Re: [PATCH bpf-next 1/2] bpf/perf: Call perf_prepare_sample() before bpf_prog_run()
From: Namhyung Kim
Date: Tue Dec 27 2022 - 18:19:41 EST
On Thu, Dec 22, 2022 at 11:53 PM Jiri Olsa <olsajiri@xxxxxxxxx> wrote:
>
> On Thu, Dec 22, 2022 at 02:25:49PM -0800, Namhyung Kim wrote:
> > On Thu, Dec 22, 2022 at 12:16 PM Peter Zijlstra <peterz@xxxxxxxxxxxxx> wrote:
> > >
> > > On Thu, Dec 22, 2022 at 09:34:42AM -0800, Namhyung Kim wrote:
> > >
> > > > Sorry about that. Let me rephrase it like below:
> > > >
> > > > With bpf_cast_to_kern_ctx(), BPF programs attached to a perf event
> > > > can access perf sample data directly from the ctx.
> > >
> > > This is the bpf_prog_run() in bpf_overflow_handler(), right?
> >
> > Yes.
> >
> > >
> > > > But the perf sample
> > > > data is not fully prepared at this point, and some fields can have invalid
> > > > uninitialized values. So it needs to call perf_prepare_sample() before
> > > > calling the BPF overflow handler.
> > >
> > > It never was, why is it a problem now?
> >
> > BPF used to allow selected fields only like period and addr, and they
> > are initialized always by perf_sample_data_init(). This is relaxed
> > by the bpf_cast_to_kern_ctx() and it can easily access arbitrary
> > fields of perf_sample_data now.
> >
> > The background of this change is to use BPF as a filter for perf
> > event samples. The code is there already and returning 0 from
> > BPF can drop perf samples. With access to more sample data,
> > it'd make more educated decisions.
> >
> > For example, I got some requests to limit perf samples in a
> > selected region of address (code or data). Or it can collect
> > samples only if some hardware specific information is set in
> > the raw data like in AMD IBS. We can easily extend it to other
> > sample info based on users' needs.
> >
> > >
> > > > But just calling perf_prepare_sample() can be costly when the BPF
> > >
> > > So you potentially call it twice now, how's that useful?
> >
> > Right. I think we can check data->sample_flags in
> > perf_prepare_sample() to minimize the duplicate work.

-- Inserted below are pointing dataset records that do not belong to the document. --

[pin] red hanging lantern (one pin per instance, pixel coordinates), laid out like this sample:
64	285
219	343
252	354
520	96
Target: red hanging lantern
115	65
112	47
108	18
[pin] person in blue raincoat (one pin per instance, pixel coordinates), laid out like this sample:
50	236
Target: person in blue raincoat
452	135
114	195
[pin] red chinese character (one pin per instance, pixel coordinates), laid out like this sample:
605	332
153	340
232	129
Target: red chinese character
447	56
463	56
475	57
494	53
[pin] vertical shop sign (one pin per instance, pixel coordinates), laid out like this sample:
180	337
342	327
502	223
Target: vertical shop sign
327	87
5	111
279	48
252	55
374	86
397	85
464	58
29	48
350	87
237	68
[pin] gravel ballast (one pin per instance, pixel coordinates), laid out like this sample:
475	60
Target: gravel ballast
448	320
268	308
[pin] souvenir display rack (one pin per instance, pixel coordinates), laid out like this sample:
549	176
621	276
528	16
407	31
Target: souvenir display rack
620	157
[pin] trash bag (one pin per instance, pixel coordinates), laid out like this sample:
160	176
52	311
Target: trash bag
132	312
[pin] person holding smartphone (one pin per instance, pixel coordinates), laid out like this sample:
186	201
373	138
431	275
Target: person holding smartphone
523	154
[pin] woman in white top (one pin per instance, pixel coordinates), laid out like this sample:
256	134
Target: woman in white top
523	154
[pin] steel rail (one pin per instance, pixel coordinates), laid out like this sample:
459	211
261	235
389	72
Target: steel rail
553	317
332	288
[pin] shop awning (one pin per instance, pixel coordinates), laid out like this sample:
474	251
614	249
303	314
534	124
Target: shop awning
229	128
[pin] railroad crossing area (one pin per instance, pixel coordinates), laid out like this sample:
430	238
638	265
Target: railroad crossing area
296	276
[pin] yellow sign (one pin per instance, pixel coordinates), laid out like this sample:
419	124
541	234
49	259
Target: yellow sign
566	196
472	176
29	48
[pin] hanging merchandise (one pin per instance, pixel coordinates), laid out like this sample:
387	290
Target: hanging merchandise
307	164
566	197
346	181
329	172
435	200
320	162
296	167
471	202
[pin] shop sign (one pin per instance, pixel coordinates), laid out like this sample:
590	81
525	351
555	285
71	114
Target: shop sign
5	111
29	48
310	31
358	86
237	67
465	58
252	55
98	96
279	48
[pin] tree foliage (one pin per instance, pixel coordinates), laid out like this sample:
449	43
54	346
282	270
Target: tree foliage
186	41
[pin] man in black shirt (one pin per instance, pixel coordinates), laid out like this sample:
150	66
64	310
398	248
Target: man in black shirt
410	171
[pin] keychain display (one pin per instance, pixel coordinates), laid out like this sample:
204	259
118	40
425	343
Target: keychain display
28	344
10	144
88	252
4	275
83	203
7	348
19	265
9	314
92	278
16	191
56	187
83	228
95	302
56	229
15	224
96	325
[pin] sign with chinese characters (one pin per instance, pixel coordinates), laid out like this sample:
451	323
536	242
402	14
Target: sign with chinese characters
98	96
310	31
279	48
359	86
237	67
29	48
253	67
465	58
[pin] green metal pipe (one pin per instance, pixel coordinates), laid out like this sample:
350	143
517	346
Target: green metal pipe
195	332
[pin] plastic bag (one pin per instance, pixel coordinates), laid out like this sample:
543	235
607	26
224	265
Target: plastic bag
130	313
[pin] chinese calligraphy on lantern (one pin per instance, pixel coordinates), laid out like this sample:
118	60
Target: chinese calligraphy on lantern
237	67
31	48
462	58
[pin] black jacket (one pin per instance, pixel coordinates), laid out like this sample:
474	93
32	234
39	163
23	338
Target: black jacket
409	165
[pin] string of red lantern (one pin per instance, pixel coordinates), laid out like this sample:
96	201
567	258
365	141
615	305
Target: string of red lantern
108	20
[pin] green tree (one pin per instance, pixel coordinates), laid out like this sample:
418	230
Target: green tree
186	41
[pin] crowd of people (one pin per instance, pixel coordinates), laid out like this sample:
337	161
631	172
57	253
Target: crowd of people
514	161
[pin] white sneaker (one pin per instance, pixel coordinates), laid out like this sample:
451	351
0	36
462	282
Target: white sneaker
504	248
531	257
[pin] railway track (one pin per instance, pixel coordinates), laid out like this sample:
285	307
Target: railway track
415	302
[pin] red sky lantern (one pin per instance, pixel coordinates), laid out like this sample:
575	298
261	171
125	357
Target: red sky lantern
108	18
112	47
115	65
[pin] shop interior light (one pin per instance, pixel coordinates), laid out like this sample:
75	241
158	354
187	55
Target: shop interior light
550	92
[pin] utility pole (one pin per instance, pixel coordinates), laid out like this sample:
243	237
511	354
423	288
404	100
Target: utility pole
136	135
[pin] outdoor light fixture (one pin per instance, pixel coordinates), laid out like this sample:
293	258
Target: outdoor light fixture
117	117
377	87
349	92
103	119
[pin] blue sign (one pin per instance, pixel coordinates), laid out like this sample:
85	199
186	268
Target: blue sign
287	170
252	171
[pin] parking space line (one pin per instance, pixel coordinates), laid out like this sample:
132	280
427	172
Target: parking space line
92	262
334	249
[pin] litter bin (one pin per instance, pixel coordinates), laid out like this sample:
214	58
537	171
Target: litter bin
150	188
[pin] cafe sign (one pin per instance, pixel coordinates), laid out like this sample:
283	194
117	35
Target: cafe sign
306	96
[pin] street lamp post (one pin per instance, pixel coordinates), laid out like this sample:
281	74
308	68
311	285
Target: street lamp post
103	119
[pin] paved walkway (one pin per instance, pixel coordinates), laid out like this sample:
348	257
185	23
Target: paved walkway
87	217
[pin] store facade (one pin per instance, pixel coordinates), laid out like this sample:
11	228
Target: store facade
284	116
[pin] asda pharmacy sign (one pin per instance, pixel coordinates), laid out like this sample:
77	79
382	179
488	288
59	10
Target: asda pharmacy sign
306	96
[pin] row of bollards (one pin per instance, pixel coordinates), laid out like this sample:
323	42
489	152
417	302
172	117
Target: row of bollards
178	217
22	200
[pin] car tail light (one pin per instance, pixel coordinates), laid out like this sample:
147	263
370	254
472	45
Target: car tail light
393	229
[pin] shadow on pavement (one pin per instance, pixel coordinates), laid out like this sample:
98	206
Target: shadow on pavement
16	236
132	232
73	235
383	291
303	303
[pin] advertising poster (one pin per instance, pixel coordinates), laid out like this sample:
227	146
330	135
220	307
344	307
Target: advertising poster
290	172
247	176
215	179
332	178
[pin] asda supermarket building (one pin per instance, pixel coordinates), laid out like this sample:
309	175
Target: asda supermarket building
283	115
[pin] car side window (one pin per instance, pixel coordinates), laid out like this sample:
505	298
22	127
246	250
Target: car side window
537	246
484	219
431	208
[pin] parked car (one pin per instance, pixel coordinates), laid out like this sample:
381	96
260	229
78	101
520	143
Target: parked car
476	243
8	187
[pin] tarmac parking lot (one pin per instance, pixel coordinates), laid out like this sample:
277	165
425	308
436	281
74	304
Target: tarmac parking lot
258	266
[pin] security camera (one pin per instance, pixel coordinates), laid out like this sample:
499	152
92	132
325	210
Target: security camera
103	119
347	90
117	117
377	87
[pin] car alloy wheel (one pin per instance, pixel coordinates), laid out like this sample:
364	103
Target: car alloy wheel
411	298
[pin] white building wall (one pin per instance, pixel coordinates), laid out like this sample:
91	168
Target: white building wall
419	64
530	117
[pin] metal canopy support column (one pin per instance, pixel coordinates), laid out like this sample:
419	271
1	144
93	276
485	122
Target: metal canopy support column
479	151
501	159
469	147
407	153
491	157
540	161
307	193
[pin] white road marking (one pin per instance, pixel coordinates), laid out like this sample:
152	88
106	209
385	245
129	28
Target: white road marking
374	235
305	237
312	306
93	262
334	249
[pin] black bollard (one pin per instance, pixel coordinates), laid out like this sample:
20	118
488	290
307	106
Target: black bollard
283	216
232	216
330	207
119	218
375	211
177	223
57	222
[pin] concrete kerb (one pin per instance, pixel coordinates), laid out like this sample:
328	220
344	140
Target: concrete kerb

> > It already does it for some fields, but misses others.
>
> we used to have __PERF_SAMPLE_CALLCHAIN_EARLY to avoid extra perf_callchain,
> could we add some flag like __PERF_SAMPLE_INIT_EARLY to avoid double call to
> perf_prepare_sample?
I think we can check if the filtered_sample_type is 0.
But it still needs to update the perf_event_header.
I think we need to save the calculated size separately.
Thanks,
Namhyung